GREENBURGH, N.Y. – The Rangers’ players had one of the busiest seasons any Rangers team has ever had.
Now, it’s their general manager’s turn to have the heat turned up.
There are myriad decisions for Glen Sather to ponder this offseason, not the least of which is the fate of de-facto captain Brad Richards, who stepped into the unofficial role after former captain Ryan Callahan was traded to Tampa Bay in March for Martin St. Louis.
It’s not that the Rangers want to lose Richards – to the contrary. It will hurt them to lose the center next season. But due to regulations in the collective bargaining agreement, they don’t have a choice. They all-but have to use their remaining compliance buyout on the remaining six years of his nine-year deal.
Sather has until June 30 to exercise the buyout option.
“He’s been such a big part of this team this year,” goaltender Henrik Lundqvist said of Richards. “Now, obviously, is a time when management is going to make different decisions on a lot of different things.”
Richards’ cap hit is $6.67 million through the 2019-2020 season. But if he decides to retire before his deal expires, the Rangers could be saddled with as much as $5.67 million per-season of dead cap space due to the recapture penalty. It’s not a risk the team is likely to be willing to take.
“I’m very happy with what he brought to the table,” Vigneault said, calling his veteran leader “classy.” “A veteran player that, from day one, was a real good extension of the coaching staff in that dressing room. He should walk away from this season very pleased with how he played and how he contributed to our team.”
Richards was one of a select few players that elected not to meet the media during break-up day at their practice facility in suburban Westchester County.
Brian Boyle did talk to the media, reiterating his desire to remain with the team that allowed him to resurrect his career five seasons ago.
“I’m really fortunate to be a part of it,” Boyle said. “Certain things happen that you don’t have control over, I got this opportunity five years ago to be here – we’ve come a long way.”
Boyle, 29, scored three goals this postseason, after a regular season during which he tallied six. As he enters free agency, he said he’s hoping to find a team that will give him a greater role, which Vigneault said the Rangers may not be able to provide him.

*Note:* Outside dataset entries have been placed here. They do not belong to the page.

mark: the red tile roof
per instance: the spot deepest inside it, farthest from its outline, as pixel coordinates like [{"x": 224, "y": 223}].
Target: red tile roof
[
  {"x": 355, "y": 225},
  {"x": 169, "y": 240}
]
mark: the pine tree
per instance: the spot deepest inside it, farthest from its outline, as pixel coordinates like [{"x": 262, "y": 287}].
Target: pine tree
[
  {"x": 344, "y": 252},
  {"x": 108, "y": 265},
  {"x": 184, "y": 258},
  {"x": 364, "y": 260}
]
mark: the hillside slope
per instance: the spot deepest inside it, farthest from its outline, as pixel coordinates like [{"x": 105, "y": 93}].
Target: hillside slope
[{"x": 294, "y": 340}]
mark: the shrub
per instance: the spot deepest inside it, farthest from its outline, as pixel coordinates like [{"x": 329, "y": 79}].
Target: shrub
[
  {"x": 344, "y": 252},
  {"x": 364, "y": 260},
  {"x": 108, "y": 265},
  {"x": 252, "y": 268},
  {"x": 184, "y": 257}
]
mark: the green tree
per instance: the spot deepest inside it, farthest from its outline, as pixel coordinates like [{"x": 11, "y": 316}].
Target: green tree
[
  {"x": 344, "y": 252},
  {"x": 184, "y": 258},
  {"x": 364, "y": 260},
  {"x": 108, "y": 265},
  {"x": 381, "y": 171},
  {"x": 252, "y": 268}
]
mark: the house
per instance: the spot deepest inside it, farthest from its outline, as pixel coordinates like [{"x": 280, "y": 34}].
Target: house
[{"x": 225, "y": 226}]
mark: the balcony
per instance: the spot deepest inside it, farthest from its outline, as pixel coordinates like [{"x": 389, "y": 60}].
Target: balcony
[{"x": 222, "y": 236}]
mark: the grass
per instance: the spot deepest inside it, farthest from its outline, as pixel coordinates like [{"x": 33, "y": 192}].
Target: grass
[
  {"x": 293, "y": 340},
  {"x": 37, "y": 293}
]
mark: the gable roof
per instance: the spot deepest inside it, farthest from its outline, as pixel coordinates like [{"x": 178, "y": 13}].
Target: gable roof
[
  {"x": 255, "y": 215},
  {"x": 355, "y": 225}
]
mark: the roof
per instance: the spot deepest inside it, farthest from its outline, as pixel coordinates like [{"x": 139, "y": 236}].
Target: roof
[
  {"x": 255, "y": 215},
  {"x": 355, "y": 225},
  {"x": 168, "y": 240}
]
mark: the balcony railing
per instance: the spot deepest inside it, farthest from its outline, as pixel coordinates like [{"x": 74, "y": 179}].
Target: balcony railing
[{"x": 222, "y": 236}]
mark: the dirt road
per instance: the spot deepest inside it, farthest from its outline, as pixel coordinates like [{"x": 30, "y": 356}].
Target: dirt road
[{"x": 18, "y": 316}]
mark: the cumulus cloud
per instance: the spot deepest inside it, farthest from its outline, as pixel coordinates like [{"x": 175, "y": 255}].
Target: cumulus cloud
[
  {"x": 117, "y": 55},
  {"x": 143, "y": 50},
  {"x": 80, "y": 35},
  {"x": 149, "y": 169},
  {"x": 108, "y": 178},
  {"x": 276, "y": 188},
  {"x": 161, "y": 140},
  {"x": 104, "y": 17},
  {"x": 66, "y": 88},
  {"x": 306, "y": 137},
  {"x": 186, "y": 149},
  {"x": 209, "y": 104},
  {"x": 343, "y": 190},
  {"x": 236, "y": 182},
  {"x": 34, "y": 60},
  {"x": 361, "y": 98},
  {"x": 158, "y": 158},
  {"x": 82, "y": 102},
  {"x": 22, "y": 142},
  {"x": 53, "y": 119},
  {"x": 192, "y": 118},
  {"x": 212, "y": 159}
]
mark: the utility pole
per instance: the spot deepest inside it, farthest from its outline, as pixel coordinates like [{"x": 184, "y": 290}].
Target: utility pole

“His role on our team is a very important role,” Vigneault said of his fourth-line forward. “If he’s satisfied with having that role, I would definitely want him back. At the end of the day, players have to decide if they’re satisfied with what he’s being given. His 12-to-14 minutes that he’s being given are huge minutes. Some players don’t see it, but they’re huge minutes to teams having success. I hope he sees that.”
“Obviously, things always change in the summer,” said Dominic Moore, another of the team’s six unrestricted free agents. “One way or the other, this group will look different than it was this year.”
“I said it all along, I was blessed to be a part of it,” Boyle said. “It’s something I’m very, very thankful for. Just to be able to go to work with such close friends every day and be successful to some extent, there’s nothing more you can ask for.”
One of the reasons the Rangers advanced all the way to the Stanley Cup Final was their depth on defense, which could be tested if Anton Stralman, a waiver-wire pickup in 2011, earns the kind of money he’s expected to when he tests free agency next month. After making $1.6 million in each of the last two seasons, he could be due a substantial raise.
“The only thing in my mind, really, is security for me and my family,” Stralman said. “We’ve been moving a lot, and we’ve been doing four teams in seven years, now. All we’re really looking for is stability. We want to stay in one place. This is, obviously, where we want. We’d like to stay. I hope it’s going to happen.”
The decisions Sather has to make haven’t dampened the dismay the players still feel over Friday’s elimination. If Ryan McDonagh’s overtime shot in Game 5 hadn’t hit the post, if Rick Nash’s attempt in double-overtime hadn’t been deflected away by Slava Voynov, the team would have been preparing for Game 6 Monday night at Madison Square Garden, instead of cleaning out its lockers in Westchester.
Instead, about one hour after the Rangers’ media availability wrapped up, the parade to honor the Los Angeles Kings had started. Just over 2,800 miles from that celebration, the compressor was being turned off, sticks and pucks packed away for the summer.
“It’s a tough one to handle right now,” said Nash, who scored just three goals in the team’s 25 postseason games. “You work all season, and you work all playoffs to get there, and you can almost see the light at the end of the tunnel. It’s right there. To get it taken away from you is pretty tough.”
“We had a lot of confidence, a lot of belief in each other,” said McDonagh, who’s the favorite to be named the 28th captain in franchise history when they reconvene. “At any point in the L.A. series, we felt were going to turn it around and make it happen. But, we didn’t. It’s pretty shocking, a pretty devastating feeling.”
“Eventually you have to stop,” Lundqvist said when asked how long he’ll be thinking about the unsatisfying end to the season. “You still think about it. You still think about every game. ‘What happened? Why did it go that way?’ It’s going to be that way for a couple more weeks. It’s always like that when the season is over. You keep thinking about different things, and you try to learn from it. After a while, you kind of move on.”